Let Caffeine help you write your first prompt
Before you start building, you don't have to figure out the perfect description on your own. The AI Assistant is a good thinking partner — describe your idea roughly and ask it to help you articulate it more fully before you commit to a build.
For example: "I want to build a booking app for a small yoga studio. Can you help me write a detailed prompt that covers the main features I'll need?"
Caffeine will ask questions, surface things you might not have thought of, and help you arrive at a clear, complete description before the first build starts. Starting from a well-formed idea tends to produce a much stronger first version.
Be specific about what you want
The AI builds from your description. The more precisely you describe what you want, the closer the first result will be to what you had in mind — and the less time you spend refining afterward.
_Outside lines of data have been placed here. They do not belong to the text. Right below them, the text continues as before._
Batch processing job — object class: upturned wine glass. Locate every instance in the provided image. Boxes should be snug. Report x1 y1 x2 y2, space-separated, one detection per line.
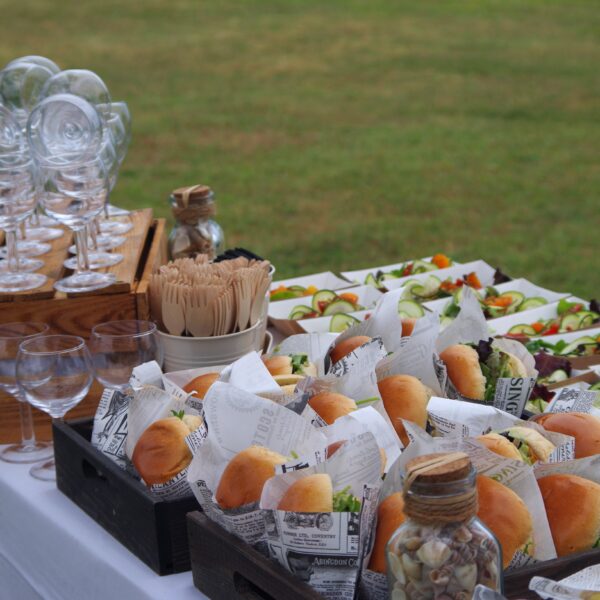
0 323 52 463
89 320 163 394
16 335 94 481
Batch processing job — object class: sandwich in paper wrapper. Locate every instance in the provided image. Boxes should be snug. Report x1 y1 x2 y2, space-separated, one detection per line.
187 382 327 551
436 288 537 417
360 421 556 600
260 432 381 600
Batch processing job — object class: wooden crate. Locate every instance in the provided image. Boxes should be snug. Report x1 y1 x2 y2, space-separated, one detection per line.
187 512 600 600
54 419 199 575
0 209 167 443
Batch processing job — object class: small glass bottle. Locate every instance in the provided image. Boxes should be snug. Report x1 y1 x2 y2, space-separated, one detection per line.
169 185 224 260
386 452 502 600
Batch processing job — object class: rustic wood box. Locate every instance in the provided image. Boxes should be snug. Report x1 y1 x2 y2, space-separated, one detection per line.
53 419 199 575
187 512 600 600
0 209 167 443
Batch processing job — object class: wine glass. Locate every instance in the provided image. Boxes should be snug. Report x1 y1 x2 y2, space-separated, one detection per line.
0 323 52 463
16 335 94 481
90 320 163 394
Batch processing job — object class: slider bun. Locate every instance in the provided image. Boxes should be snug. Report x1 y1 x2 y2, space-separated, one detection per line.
277 473 333 512
440 344 486 400
183 373 220 400
308 392 358 425
538 474 600 556
329 335 371 364
377 375 429 446
131 415 202 485
369 492 405 573
475 433 525 462
215 446 287 508
535 412 600 458
477 475 533 569
400 317 417 337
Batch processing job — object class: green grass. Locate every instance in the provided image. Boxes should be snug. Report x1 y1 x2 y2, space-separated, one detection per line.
0 0 600 297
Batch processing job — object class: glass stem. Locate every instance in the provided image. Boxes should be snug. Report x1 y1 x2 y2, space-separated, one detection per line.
5 229 19 273
75 227 90 273
19 400 35 449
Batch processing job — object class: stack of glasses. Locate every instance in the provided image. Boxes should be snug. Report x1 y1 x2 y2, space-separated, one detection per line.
0 56 132 293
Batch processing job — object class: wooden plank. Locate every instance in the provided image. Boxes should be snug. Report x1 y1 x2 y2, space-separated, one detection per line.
69 208 152 297
0 225 73 303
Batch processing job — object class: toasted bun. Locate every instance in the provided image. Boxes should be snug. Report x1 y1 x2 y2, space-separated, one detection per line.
277 473 333 512
505 427 556 463
215 446 286 508
535 412 600 458
131 415 202 485
377 375 429 446
183 373 220 400
476 433 524 462
538 474 600 556
308 392 358 425
369 492 404 573
400 317 417 337
262 354 292 377
329 335 371 363
477 475 533 569
440 344 485 400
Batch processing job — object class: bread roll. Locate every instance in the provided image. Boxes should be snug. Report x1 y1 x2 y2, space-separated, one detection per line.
329 335 371 364
538 474 600 556
131 415 202 485
476 433 525 462
277 473 333 512
183 373 220 400
308 392 358 425
535 412 600 458
477 475 533 569
440 344 486 400
215 446 287 508
369 492 405 573
377 375 429 446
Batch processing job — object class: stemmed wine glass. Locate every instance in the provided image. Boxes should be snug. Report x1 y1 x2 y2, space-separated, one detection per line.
16 335 94 481
0 323 52 463
27 94 115 293
89 320 163 394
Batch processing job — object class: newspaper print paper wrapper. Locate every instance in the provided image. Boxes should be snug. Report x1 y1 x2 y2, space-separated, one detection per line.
436 288 537 417
188 382 326 552
529 565 600 600
260 433 381 600
426 397 575 463
92 361 162 470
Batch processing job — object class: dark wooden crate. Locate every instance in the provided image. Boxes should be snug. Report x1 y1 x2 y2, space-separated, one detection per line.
53 419 199 575
187 512 600 600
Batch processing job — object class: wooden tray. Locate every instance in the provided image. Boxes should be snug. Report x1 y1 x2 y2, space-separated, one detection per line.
0 209 167 443
187 512 600 600
53 419 199 575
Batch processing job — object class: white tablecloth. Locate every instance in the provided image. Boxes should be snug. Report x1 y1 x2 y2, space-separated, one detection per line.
0 450 206 600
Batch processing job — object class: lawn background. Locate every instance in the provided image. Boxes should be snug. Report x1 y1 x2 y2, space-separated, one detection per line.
0 0 600 298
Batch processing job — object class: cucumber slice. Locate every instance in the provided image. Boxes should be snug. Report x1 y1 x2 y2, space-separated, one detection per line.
289 304 315 321
508 324 537 335
398 300 425 319
311 290 337 314
559 335 598 356
517 296 548 312
329 313 360 333
323 299 357 317
558 313 586 333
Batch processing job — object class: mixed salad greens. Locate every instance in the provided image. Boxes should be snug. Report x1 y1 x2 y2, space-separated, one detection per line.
288 290 364 321
364 254 454 288
507 300 600 337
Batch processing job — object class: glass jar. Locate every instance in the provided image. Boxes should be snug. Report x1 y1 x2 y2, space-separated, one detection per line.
386 452 502 600
169 185 224 260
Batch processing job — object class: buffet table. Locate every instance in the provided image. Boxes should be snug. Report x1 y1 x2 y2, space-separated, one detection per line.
0 450 206 600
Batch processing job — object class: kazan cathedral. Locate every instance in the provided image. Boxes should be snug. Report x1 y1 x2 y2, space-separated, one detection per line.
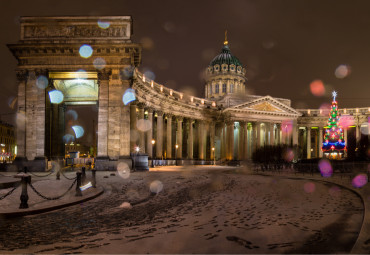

This is especially true for visual and design decisions. If you have preferences about how your app should look and feel, say so upfront:
- Colors, fonts, and overall style: "clean and minimal, dark background, white text"
- Color themes and branding: "use #DDF730 as the primary accent color" or "build a dark-themed app"
- Layout and responsiveness: "should work well on mobile, with a burger menu on small screens"
- Interactions and animations: "buttons should have a subtle hover effect"
- Specific behavior: "the navigation bar should stay fixed at the top as the user scrolls"
Custom colors, dark mode, and brand colors you specify are applied to your app's full design system — every component picks them up automatically.
You don't need to describe everything — Caffeine will make sensible choices for anything you leave open. But anything you care about specifically is worth saying explicitly. You can also set the build mode to Thinking or Pro and Caffeine will ask you clarifying questions before building, which is a good way to surface details you might not have thought to include.
Build your app step by step
Rather than describing your entire app in one go, build it in stages. Start with the core structure and the most important features, get those working well, then add more.
This approach gives you better control at each step. You can see what the AI built, confirm it matches what you wanted, and refine before moving on. It also makes future updates more targeted — when each part of your app was built as its own deliberate step, the AI has a clearer picture of what belongs where.
A good rule of thumb: describe 3–5 features or design elements per message. If something is complex, focus on one thing at a time. If something is simple, you can group a few together.
For a multi-page app, a natural approach is to build one page at a time — get the landing page right, then move to the next section, then the next.
When an update isn't going the way you want
If you ask for a change and the result isn't quite right, describe specifically what's wrong rather than repeating the original request. "The button color didn't change" or "the navigation is now missing the Home link" gives the AI something precise to work with.
If a particular approach keeps producing the wrong result, try describing what you want from a completely different angle. Sometimes a fresh framing — different wording, a different way of explaining the goal — produces the right outcome when the previous approach didn't.
If updates to one part of your app keep affecting other parts in unexpected ways, try asking the AI to break that section of the app into smaller, more self-contained pieces first. For example: "Can you separate the checkout flow into its own distinct section?" Once a part of your app is more self-contained, targeted updates to it tend to be more precise.
When to start fresh
Sometimes the most productive move is to start a new build rather than continue refining the current one. This is not a step backward — it is a normal and often smart part of the process.
If you have learned a lot about what you actually want through the current iteration, starting again with that knowledge lets you build a much better version from the beginning. You can even ask Caffeine to write you a strong starting prompt based on everything the current version taught you: "Based on what we've built together, can you write me a detailed prompt I could use to rebuild this app from scratch with improvements?"
A clean start with a clear brief often produces a better result faster than trying to reshape something that has grown in a different direction than you intended.